How I Mirrored Virtual Machines for Free ESXi
In my home lab, I use free virtualization from VMware - it's cheap and reliable. At first there was one server, then I started adding local datastores to it, then I assembled a second server ... The standard problem with this was moving the virtual machine. Doing these operations manually, I came across one method that allowed me to switch a working virtual machine to a copy of flat files in a completely different place. The method is extremely simple: just create a snapshot of the virtual machine, clone the flats to a new location, and then in the delta, kill the link to the parent disk. The hypervisor does not keep disk metadata files open, so when you remove the snapshot, it merges with the new disk, and the old one can be safely deleted. This method works great without any VDDK, which is not available on free hypervisors and which is used,
I easily automated this procedure in python, applying a few more tricks, which, if there are requests, I can expand in the following articles. A little later, I found a good man from my former colleagues who agreed to write a gui, the latter, however, was implemented on Unity, but for the resulting free solution we called Extrasphere, it was not bad at all. What is not a toy for the administrator?
Having made the migration of virtual machines for my home laboratory, I thought about protection from failures. The minimum requirement was the backup of a working virtual machine, the maximum unattainable is the absence of a backlog of the backup from the original. It’s not that I had such data where the loss of 15 seconds is critical, in truth, it’s not critical for me to lose a couple of days, but I wanted to come to such an ideal with a foundation for the future.
I will not begin to analyze and compare the available solutions - it was a long time ago, there haven’t been any notes since then, I only remember the unthinkable craving for cycling.
On a free hypervisor, you can make the simplest backup agent from a Linux machine, to which the flats of the attached virtual machine can be hooked. This solution is well suited for creating full backups, but it is absolutely not suitable for incremental backups, as Native CBT is not available for free hypervisors.
I thought it would be nice to cut CBT myself, but how? I heard about Zerto and SRM from their vSCSIFilter, but after downloading the open-source package for ESXi I didn’t find anything similar there - well, except that you can write a character device. I decided to take a look at the hbr_filter device, there, to my surprise, everything was not too complicated. Three weeks of experiments - and now I can hang my filter driver on the virtual disk and track the changes.

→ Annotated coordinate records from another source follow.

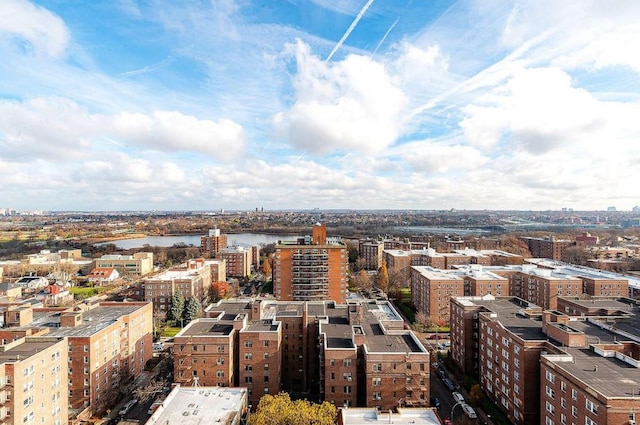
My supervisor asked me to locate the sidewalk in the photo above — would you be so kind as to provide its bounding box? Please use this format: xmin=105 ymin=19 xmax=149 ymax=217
xmin=440 ymin=363 xmax=494 ymax=425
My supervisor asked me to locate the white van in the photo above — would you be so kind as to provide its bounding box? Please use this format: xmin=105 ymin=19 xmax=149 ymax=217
xmin=462 ymin=404 xmax=478 ymax=419
xmin=451 ymin=393 xmax=465 ymax=403
xmin=118 ymin=398 xmax=138 ymax=416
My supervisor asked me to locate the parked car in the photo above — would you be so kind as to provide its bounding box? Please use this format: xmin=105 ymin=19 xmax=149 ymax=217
xmin=451 ymin=392 xmax=465 ymax=403
xmin=429 ymin=397 xmax=440 ymax=410
xmin=462 ymin=404 xmax=478 ymax=419
xmin=118 ymin=398 xmax=138 ymax=416
xmin=442 ymin=378 xmax=456 ymax=391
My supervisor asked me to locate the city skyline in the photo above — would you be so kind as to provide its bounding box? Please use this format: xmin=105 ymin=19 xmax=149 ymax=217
xmin=0 ymin=0 xmax=640 ymax=211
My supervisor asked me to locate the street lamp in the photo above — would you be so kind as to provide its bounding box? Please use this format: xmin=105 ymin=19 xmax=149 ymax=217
xmin=449 ymin=401 xmax=465 ymax=422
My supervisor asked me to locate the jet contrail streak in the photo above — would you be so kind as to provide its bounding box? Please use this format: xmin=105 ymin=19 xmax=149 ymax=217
xmin=373 ymin=18 xmax=400 ymax=55
xmin=325 ymin=0 xmax=374 ymax=62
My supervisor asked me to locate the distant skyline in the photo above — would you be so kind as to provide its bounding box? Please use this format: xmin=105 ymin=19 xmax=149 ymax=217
xmin=0 ymin=0 xmax=640 ymax=211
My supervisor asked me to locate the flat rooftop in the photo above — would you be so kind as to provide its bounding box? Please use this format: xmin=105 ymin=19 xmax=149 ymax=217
xmin=176 ymin=318 xmax=233 ymax=337
xmin=45 ymin=303 xmax=147 ymax=337
xmin=338 ymin=407 xmax=441 ymax=425
xmin=553 ymin=321 xmax=640 ymax=397
xmin=411 ymin=266 xmax=462 ymax=282
xmin=145 ymin=385 xmax=247 ymax=425
xmin=0 ymin=335 xmax=66 ymax=363
xmin=365 ymin=331 xmax=427 ymax=354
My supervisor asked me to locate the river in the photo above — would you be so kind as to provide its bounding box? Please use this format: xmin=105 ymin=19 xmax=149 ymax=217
xmin=96 ymin=233 xmax=298 ymax=249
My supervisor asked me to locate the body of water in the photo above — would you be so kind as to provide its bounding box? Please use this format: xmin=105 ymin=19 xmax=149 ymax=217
xmin=96 ymin=233 xmax=298 ymax=249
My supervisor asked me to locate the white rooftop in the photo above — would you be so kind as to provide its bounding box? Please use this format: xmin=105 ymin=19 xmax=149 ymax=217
xmin=339 ymin=407 xmax=441 ymax=425
xmin=145 ymin=385 xmax=247 ymax=425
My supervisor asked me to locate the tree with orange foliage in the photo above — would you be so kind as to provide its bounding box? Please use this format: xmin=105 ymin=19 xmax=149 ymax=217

But what if you do not just track changes, but replicate them? Here the biggest danger is to start writing a ton of code that provides the transmission channel: here, pull the changes, package and send to the network, there, accept, unpack and write, and you must also ensure the integrity at every step and error handling. It seems impossible to do without a pair of agents. Just look at the Zerto architecture to understand that writing and stabilizing such a solution alone is unrealistic:
Fig. 1. Zerto Virtual Replication architecture from the commercial.

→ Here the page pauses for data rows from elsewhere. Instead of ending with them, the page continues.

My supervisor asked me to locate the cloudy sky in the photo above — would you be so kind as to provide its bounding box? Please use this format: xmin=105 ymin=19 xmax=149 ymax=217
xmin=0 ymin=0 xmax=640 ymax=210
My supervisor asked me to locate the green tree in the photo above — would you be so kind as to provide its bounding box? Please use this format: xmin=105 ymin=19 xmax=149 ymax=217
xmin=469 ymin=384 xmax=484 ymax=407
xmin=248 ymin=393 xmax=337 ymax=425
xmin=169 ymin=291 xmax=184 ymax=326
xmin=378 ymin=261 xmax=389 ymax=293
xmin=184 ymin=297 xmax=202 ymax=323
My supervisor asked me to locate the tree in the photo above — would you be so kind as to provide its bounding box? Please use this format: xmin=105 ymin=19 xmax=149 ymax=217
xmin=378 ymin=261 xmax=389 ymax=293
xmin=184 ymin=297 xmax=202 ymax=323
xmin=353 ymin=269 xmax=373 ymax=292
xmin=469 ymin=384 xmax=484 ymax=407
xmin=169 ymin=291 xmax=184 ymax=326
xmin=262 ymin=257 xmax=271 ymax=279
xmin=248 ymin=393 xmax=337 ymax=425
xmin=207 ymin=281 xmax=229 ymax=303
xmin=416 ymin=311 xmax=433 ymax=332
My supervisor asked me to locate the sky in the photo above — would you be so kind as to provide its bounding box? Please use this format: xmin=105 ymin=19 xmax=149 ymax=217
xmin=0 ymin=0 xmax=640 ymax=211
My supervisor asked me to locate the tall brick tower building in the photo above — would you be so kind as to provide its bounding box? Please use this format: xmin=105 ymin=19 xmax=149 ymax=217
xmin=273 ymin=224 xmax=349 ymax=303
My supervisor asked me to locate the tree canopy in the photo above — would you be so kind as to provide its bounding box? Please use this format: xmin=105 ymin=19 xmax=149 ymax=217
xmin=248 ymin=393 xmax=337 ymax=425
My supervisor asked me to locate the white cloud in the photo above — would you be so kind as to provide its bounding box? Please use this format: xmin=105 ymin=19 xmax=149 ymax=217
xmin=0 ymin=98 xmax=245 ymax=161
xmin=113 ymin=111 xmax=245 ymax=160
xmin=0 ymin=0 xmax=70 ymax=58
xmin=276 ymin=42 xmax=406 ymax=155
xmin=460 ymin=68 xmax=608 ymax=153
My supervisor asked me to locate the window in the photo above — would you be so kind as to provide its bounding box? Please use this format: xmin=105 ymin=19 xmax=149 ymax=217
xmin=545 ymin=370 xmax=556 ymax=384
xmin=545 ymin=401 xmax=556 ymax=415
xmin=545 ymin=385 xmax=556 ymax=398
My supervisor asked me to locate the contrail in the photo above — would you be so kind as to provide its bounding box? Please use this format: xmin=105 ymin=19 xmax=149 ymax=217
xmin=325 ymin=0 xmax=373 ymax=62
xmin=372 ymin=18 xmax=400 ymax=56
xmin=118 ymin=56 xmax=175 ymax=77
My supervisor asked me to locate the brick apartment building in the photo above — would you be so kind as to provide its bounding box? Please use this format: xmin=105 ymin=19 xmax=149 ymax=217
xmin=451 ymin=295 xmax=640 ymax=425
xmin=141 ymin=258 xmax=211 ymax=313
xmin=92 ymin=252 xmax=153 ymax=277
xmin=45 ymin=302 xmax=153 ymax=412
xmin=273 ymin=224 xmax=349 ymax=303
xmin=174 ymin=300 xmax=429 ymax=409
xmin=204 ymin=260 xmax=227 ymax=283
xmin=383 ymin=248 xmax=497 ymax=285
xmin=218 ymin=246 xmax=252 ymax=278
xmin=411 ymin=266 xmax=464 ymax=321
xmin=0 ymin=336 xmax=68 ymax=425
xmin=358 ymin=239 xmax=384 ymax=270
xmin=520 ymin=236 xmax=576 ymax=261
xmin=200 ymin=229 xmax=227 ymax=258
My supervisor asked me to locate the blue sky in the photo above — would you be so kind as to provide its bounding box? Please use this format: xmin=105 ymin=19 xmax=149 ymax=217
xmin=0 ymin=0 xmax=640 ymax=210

Then I remembered that ESXi itself can write over the network through iSCSI and NFS for example. All that is needed is to mount the target datastore locally. And if you also enable the replica, then you can write to it directly from the filter driver! I started the experiments: at first I did not know what to do with the included replica and just loaded it from the Ubuntu Live CD, after a couple of weeks it began to work out a working copy, and then I learned to transfer the changes on the fly. Moreover, the source machine does not receive confirmation of the record until it passes the record to both recipients. So I got replication with zero lag.
The technology turned out to be agentless, at least the code, creating a replica immediately quickly threw on python. For such a dissimilarity to classical replication and simplicity, I decided to call it mirroring.

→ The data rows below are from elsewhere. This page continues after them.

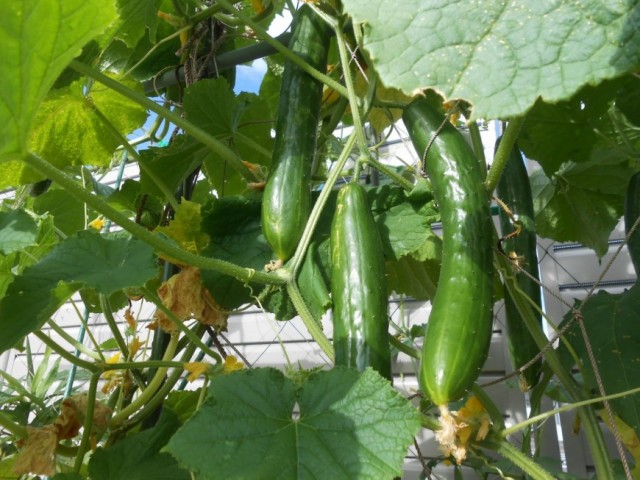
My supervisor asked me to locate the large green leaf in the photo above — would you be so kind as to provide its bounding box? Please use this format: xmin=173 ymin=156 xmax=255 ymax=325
xmin=0 ymin=231 xmax=157 ymax=352
xmin=342 ymin=0 xmax=640 ymax=118
xmin=0 ymin=210 xmax=38 ymax=255
xmin=0 ymin=76 xmax=147 ymax=188
xmin=518 ymin=76 xmax=640 ymax=176
xmin=89 ymin=408 xmax=191 ymax=480
xmin=561 ymin=284 xmax=640 ymax=435
xmin=115 ymin=0 xmax=162 ymax=48
xmin=531 ymin=158 xmax=633 ymax=256
xmin=166 ymin=369 xmax=420 ymax=480
xmin=0 ymin=0 xmax=116 ymax=158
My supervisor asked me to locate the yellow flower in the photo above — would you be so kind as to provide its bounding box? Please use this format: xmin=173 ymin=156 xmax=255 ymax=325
xmin=129 ymin=337 xmax=144 ymax=358
xmin=184 ymin=362 xmax=209 ymax=382
xmin=223 ymin=355 xmax=244 ymax=373
xmin=89 ymin=217 xmax=104 ymax=231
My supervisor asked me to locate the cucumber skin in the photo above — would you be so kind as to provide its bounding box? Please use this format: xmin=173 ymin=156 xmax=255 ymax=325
xmin=262 ymin=5 xmax=330 ymax=261
xmin=403 ymin=98 xmax=493 ymax=405
xmin=330 ymin=183 xmax=391 ymax=380
xmin=624 ymin=172 xmax=640 ymax=276
xmin=496 ymin=140 xmax=542 ymax=391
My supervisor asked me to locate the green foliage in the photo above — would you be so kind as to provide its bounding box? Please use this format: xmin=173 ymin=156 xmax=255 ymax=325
xmin=0 ymin=0 xmax=116 ymax=158
xmin=89 ymin=408 xmax=191 ymax=480
xmin=0 ymin=210 xmax=38 ymax=255
xmin=0 ymin=231 xmax=157 ymax=352
xmin=343 ymin=0 xmax=640 ymax=118
xmin=166 ymin=369 xmax=420 ymax=480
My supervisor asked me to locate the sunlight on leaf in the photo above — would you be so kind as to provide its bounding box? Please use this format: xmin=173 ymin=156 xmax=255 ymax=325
xmin=343 ymin=0 xmax=640 ymax=119
xmin=0 ymin=0 xmax=117 ymax=155
xmin=166 ymin=368 xmax=420 ymax=480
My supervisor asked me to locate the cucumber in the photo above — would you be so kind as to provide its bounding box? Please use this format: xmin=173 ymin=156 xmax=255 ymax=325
xmin=402 ymin=98 xmax=493 ymax=406
xmin=496 ymin=139 xmax=542 ymax=392
xmin=262 ymin=5 xmax=330 ymax=262
xmin=624 ymin=172 xmax=640 ymax=276
xmin=330 ymin=183 xmax=391 ymax=380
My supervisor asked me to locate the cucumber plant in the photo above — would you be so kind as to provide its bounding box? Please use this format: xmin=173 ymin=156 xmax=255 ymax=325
xmin=402 ymin=98 xmax=493 ymax=406
xmin=262 ymin=5 xmax=330 ymax=262
xmin=496 ymin=140 xmax=542 ymax=391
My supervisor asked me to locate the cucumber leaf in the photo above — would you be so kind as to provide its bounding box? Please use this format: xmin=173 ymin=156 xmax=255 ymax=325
xmin=0 ymin=231 xmax=158 ymax=352
xmin=342 ymin=0 xmax=640 ymax=119
xmin=0 ymin=0 xmax=116 ymax=159
xmin=165 ymin=368 xmax=420 ymax=480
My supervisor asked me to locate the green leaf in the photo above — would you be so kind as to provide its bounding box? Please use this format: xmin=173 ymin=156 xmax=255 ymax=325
xmin=0 ymin=210 xmax=38 ymax=255
xmin=0 ymin=0 xmax=116 ymax=157
xmin=89 ymin=409 xmax=191 ymax=480
xmin=166 ymin=368 xmax=420 ymax=480
xmin=33 ymin=188 xmax=86 ymax=236
xmin=560 ymin=284 xmax=640 ymax=435
xmin=201 ymin=196 xmax=273 ymax=310
xmin=518 ymin=76 xmax=637 ymax=176
xmin=530 ymin=162 xmax=633 ymax=257
xmin=111 ymin=0 xmax=162 ymax=48
xmin=0 ymin=80 xmax=147 ymax=188
xmin=0 ymin=231 xmax=157 ymax=352
xmin=343 ymin=0 xmax=640 ymax=119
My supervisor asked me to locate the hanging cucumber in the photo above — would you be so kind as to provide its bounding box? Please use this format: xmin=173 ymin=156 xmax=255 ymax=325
xmin=496 ymin=139 xmax=542 ymax=392
xmin=624 ymin=172 xmax=640 ymax=275
xmin=262 ymin=5 xmax=330 ymax=261
xmin=402 ymin=98 xmax=493 ymax=408
xmin=330 ymin=183 xmax=391 ymax=379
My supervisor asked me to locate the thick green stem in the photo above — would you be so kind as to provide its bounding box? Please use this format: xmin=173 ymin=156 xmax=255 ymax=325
xmin=93 ymin=106 xmax=179 ymax=210
xmin=289 ymin=133 xmax=356 ymax=278
xmin=24 ymin=154 xmax=288 ymax=285
xmin=47 ymin=320 xmax=102 ymax=360
xmin=484 ymin=117 xmax=525 ymax=195
xmin=33 ymin=330 xmax=99 ymax=372
xmin=69 ymin=60 xmax=256 ymax=182
xmin=367 ymin=156 xmax=414 ymax=192
xmin=216 ymin=0 xmax=347 ymax=97
xmin=478 ymin=439 xmax=556 ymax=480
xmin=109 ymin=335 xmax=178 ymax=430
xmin=500 ymin=387 xmax=640 ymax=438
xmin=287 ymin=282 xmax=335 ymax=362
xmin=496 ymin=254 xmax=614 ymax=479
xmin=472 ymin=383 xmax=504 ymax=430
xmin=389 ymin=334 xmax=422 ymax=360
xmin=73 ymin=372 xmax=100 ymax=473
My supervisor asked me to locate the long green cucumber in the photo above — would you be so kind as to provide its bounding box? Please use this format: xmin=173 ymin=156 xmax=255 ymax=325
xmin=330 ymin=183 xmax=391 ymax=379
xmin=262 ymin=5 xmax=330 ymax=261
xmin=402 ymin=98 xmax=493 ymax=406
xmin=624 ymin=172 xmax=640 ymax=275
xmin=496 ymin=139 xmax=542 ymax=391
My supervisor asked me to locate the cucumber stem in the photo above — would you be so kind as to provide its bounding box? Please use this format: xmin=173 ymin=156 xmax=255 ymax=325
xmin=23 ymin=153 xmax=288 ymax=285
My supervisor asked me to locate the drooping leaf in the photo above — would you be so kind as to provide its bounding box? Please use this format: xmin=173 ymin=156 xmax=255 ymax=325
xmin=530 ymin=158 xmax=633 ymax=256
xmin=560 ymin=284 xmax=640 ymax=435
xmin=0 ymin=210 xmax=38 ymax=255
xmin=518 ymin=76 xmax=632 ymax=176
xmin=156 ymin=198 xmax=209 ymax=254
xmin=0 ymin=231 xmax=157 ymax=352
xmin=166 ymin=368 xmax=420 ymax=480
xmin=89 ymin=408 xmax=191 ymax=480
xmin=0 ymin=0 xmax=116 ymax=158
xmin=343 ymin=0 xmax=640 ymax=119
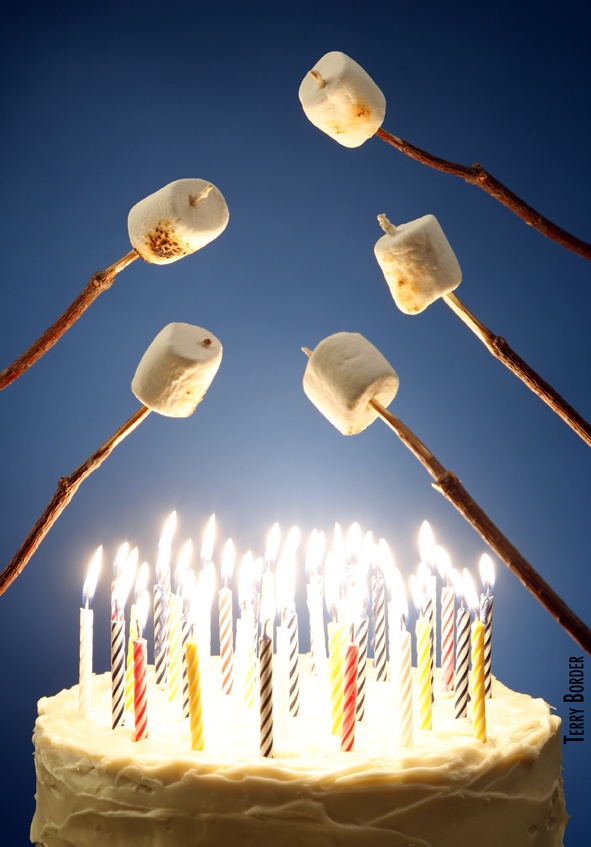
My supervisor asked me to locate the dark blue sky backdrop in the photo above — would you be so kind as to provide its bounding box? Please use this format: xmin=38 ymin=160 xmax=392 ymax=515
xmin=0 ymin=0 xmax=591 ymax=847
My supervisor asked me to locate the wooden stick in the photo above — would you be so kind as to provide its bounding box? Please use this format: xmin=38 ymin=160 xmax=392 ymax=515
xmin=0 ymin=406 xmax=150 ymax=594
xmin=0 ymin=250 xmax=138 ymax=391
xmin=376 ymin=128 xmax=591 ymax=259
xmin=369 ymin=399 xmax=591 ymax=654
xmin=442 ymin=293 xmax=591 ymax=447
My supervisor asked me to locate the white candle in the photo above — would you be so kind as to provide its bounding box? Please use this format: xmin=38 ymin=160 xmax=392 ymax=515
xmin=78 ymin=546 xmax=103 ymax=717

I solved the problem of the included mirror by writing a simple bootloader, and so that it would be of any use, it shows the last status of the mirror on the boot, and then freezes. As a result, the actual memory consumption tends to zero, the CPU is a bit spent on data transfer, but the installed agent would have eaten no less. As a result, the graph of disk activity for recording in the mirror and the original machine are identical.
Fig. 2. CPU consumption on the original machine with the load.
Fig. 3. CPU consumption on the mirror in the same period.
Fig. 4. Memory consumption on the original machine with the load.
Fig. 5. Memory consumption on the mirror in the same period.
Fig. 6. Disk performance of the original machine under load.
Fig. 7. Disk mirror performance over the same period.
In order to check the state of the mirror, I made test machines that run as linked-clone from the snapshot of the mirror. If you wish, you can store the snapshot and then run the tests again, and if you really liked the test, you can turn it into a persistent virtual machine with built-in migration, which I told you about at the beginning of the story.
A local target is good, but what if you need to mirror to another office / city? Even if the communication channel is wide enough, the response time will seriously drain the performance of the original machine, but we remember that the original machine does not receive confirmation of the recording until it is completed in both recipients. The solution here is extremely simple: you need to expand the recording uncertainty interval from zero to some reasonable value. For example, an allowable lag of 3-5 seconds will provide both good data integrity and decent performance. I’m just working on this solution right now. Next in line is work without ssh and application-level consistency, which also cannot do without tricks, which I will gladly share.